The company priced its initial public offering at 230p a share – the bottom end of the 230p to 290p price range it had set – which will value the company at £1.15bn.

Burberry said it was pleased to be pressing ahead and that pricing its shares at the bottom of the range only reduced the amount of new money raised by £67m. It added that the majority of investors it had attracted were international institutions looking to invest in the luxury goods sector for the long term, rather than UK retail investors.

Falling equity markets have left investors battered and bruised, but the 146-year-old fashion label, a subsidiary of the retailer GUS that paid £1m for the business in 1955, said it was determined to take its first steps on to the stock market.

Rose Marie Bravo, Burberry's Italian-American chief executive, said last night: "We are pleased with the response to the partial flotation of Burberry in such challenging stock market conditions."
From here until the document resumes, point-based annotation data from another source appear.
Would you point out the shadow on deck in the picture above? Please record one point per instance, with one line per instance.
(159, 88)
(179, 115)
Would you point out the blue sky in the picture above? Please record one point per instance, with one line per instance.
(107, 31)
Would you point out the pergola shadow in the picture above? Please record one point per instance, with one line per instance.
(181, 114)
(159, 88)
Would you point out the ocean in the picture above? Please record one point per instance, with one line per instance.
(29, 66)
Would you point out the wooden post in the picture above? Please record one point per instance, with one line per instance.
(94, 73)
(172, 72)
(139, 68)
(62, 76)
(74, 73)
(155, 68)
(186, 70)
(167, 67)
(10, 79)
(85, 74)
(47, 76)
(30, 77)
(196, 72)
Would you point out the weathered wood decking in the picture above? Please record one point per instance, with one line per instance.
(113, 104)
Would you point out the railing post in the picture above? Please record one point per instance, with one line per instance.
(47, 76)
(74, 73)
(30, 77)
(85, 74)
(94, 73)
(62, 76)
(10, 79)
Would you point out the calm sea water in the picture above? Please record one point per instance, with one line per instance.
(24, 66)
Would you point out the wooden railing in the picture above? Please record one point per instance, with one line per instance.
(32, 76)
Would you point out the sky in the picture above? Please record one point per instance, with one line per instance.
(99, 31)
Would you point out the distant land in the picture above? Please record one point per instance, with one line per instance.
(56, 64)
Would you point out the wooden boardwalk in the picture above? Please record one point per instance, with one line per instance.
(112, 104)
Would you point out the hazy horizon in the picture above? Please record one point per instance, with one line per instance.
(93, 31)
The listing of 22.5 per cent of the group will raise £258m of new money. GUS, which will hang on to the rest of Burberry's equity, has pledged not to sell any more shares for 180 days after the listing.
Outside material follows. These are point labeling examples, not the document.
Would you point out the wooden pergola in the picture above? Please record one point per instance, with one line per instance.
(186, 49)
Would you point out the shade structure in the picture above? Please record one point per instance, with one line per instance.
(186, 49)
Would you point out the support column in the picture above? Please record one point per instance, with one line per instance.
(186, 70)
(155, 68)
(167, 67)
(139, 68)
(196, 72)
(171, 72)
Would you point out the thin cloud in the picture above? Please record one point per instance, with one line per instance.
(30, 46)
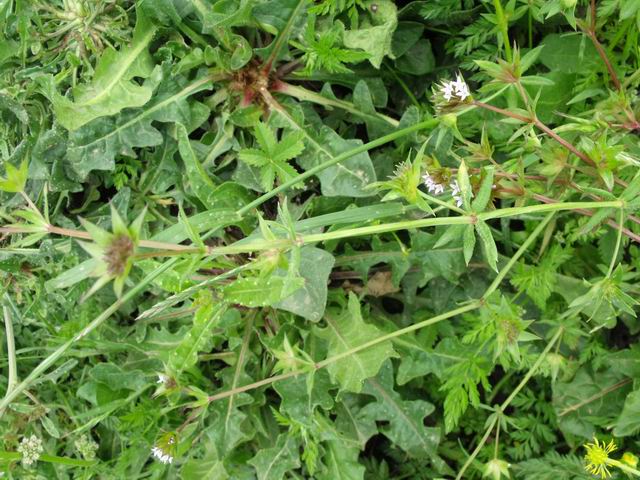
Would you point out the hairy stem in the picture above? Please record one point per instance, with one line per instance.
(508, 401)
(99, 320)
(11, 350)
(503, 25)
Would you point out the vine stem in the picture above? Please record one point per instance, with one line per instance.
(303, 94)
(473, 305)
(591, 33)
(623, 467)
(262, 245)
(11, 350)
(585, 158)
(508, 401)
(618, 242)
(62, 349)
(503, 24)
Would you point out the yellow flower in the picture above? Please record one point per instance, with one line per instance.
(597, 457)
(630, 459)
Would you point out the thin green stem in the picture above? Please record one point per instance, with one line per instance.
(512, 211)
(508, 401)
(404, 87)
(474, 454)
(618, 242)
(347, 353)
(635, 76)
(417, 326)
(431, 123)
(307, 95)
(11, 350)
(503, 25)
(532, 370)
(623, 467)
(99, 320)
(496, 282)
(282, 37)
(442, 203)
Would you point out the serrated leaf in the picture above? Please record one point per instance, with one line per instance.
(185, 355)
(112, 87)
(95, 146)
(273, 463)
(346, 330)
(375, 39)
(479, 203)
(309, 301)
(405, 427)
(468, 243)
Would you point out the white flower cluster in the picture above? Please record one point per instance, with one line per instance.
(456, 193)
(455, 88)
(432, 186)
(87, 447)
(30, 448)
(436, 188)
(161, 455)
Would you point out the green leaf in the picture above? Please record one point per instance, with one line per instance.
(341, 463)
(260, 292)
(468, 243)
(490, 250)
(349, 178)
(465, 185)
(95, 146)
(404, 419)
(117, 378)
(113, 87)
(568, 53)
(208, 314)
(419, 60)
(589, 400)
(310, 300)
(529, 58)
(16, 178)
(198, 469)
(273, 463)
(375, 39)
(628, 423)
(272, 158)
(479, 204)
(346, 330)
Sources said Burberry got the go ahead to float after talks with its advisers Merrill Lynch and Morgan Stanley, as institutions proved to be willing to take a chance and invest in the company.

Burberry has proved brave enough to step where others have feared to tread. The market was deprived of a head-to-head battle between the UK retailer and Milan's fashion house Prada, which threw in the towel on its third attempt at a listing late last month.

The list of planned flotations being scrapped or delayed lengthened again after insurance broker HLF said it would decide within three days whether to go ahead with its flotation. In the latest sign of shattered market confidence the company, which was due to price its share sale yesterday, delayed at the last minute after negotiations with investors that lasted into the night. A spokesman said the company had just extended the decision on pricing and the current plan was still to float.

Companies that have pulled plans to join the market include Irish drinks and snacks firm Cantrell & Cochrane, home improvements chain Focus Wickes and telephone directory firm Yell. Burberry has a better chance of appealing to overseas investors as it has a big following in the US and Japan.

Over the past five years Ms Bravo has transformed Burberry from an ailing relic to one adored by customers as varied as the Queen, supermodel Kate Moss and pop stars Madonna and Posh Spice. Its products now encompass not only coats and bags, but also fragrance, shoes, bikinis and clothes for pets.